Re: proposed smp_rendezvous change

From: John Baldwin <jhb_at_freebsd.org>
Date: Tue, 17 May 2011 09:58:16 -0400
On Tuesday, May 17, 2011 9:46:34 am Andriy Gapon wrote:
> on 17/05/2011 14:56 John Baldwin said the following:
> > On 5/17/11 4:03 AM, Andriy Gapon wrote:
> >> Couldn't [Shouldn't] the whole:
> >>
> >>>>>       /* Ensure we have up-to-date values. */
> >>>>>       atomic_add_acq_int(&smp_rv_waiters[0], 1);
> >>>>>       while (smp_rv_waiters[0]<  smp_rv_ncpus)
> >>>>>           cpu_spinwait();
> >>
> >> be just replaced with:
> >>
> >> rmb();
> >>
> >> Or a proper MI function that does just a read memory barrier, if rmb() is not that.
> > 
> > No, you could replace it with:
> > 
> >     atomic_add_acq_int(&smp_rv_waiters[0], 1);
> 
> What about
> (void)atomic_load_acq(&smp_rv_waiters[0]);
> 
> In my opinion that should ensure that the hardware must post the latest value from
> a master CPU to memory of smp_rv_waiters[0] and a slave CPU gets it from there.
> And also, because of memory barriers inserted by store_rel on the master CPU and
> load_acq on the slave CPU, the latest values of all other smp_rv_* fields should
> become visible to the slave CPU.

No, it doesn't quite work that way.  It wouldn't work on Alpha for example.
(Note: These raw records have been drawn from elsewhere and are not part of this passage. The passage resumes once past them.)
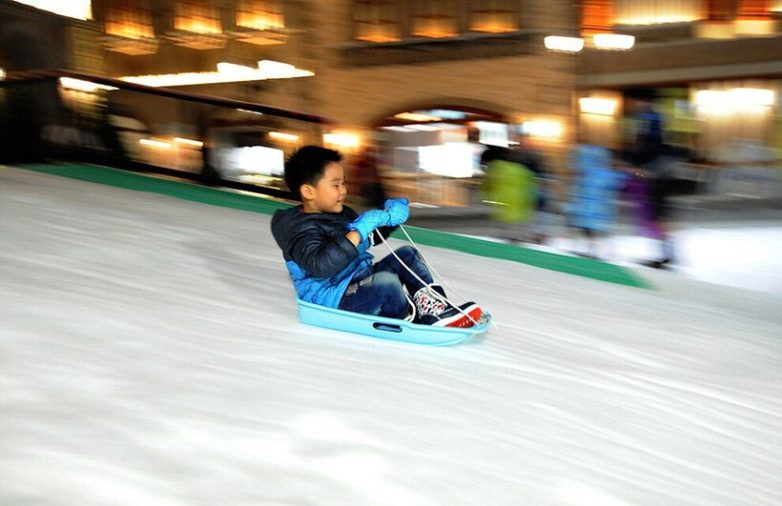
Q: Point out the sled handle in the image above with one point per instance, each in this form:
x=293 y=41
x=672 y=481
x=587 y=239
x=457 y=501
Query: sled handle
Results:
x=387 y=327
All load_acq is a load with a memory barrier to order other loads after it.
It is still free to load stale data.  Only a read-modify-write operation
would actually block until it could access an up-to-date value.

> 
> > The key being that atomic_add_acq_int() will block (either in hardware or
> > software) until it can safely perform the atomic operation.  That means waiting
> > until the write to set smp_rv_waiters[0] to 0 by the rendezvous initiator is
> > visible to the current CPU.
> > 
> > On some platforms a write by one CPU may not post instantly to other CPUs (e.g. it
> > may sit in a store buffer).  That is fine so long as an attempt to update that
> > value atomically (using cas or a conditional-store, etc.) fails.  For those
> > platforms, the atomic(9) API is required to spin until it succeeds.
> > 
> > This is why the mtx code spins if it can't set MTX_CONTESTED for example.
> > 
> 
> Thank you for the great explanation!
> Taking sparc64 as an example, I think that atomic_load_acq uses a degenerate cas
> call, which should take care of hardware synchronization.

sparc64's load_acq() is stronger than the MI effect of load_acq().  On ia64
which uses ld.acq or Alpha (originally) which uses a membar and simple load,
the guarantees are only what I stated above (and would not be sufficient).

Note that Alpha borrowed heavily from MIPS, and the MIPS atomic implementation
is mostly identical to the old Alpha one (using conditional stores, etc.).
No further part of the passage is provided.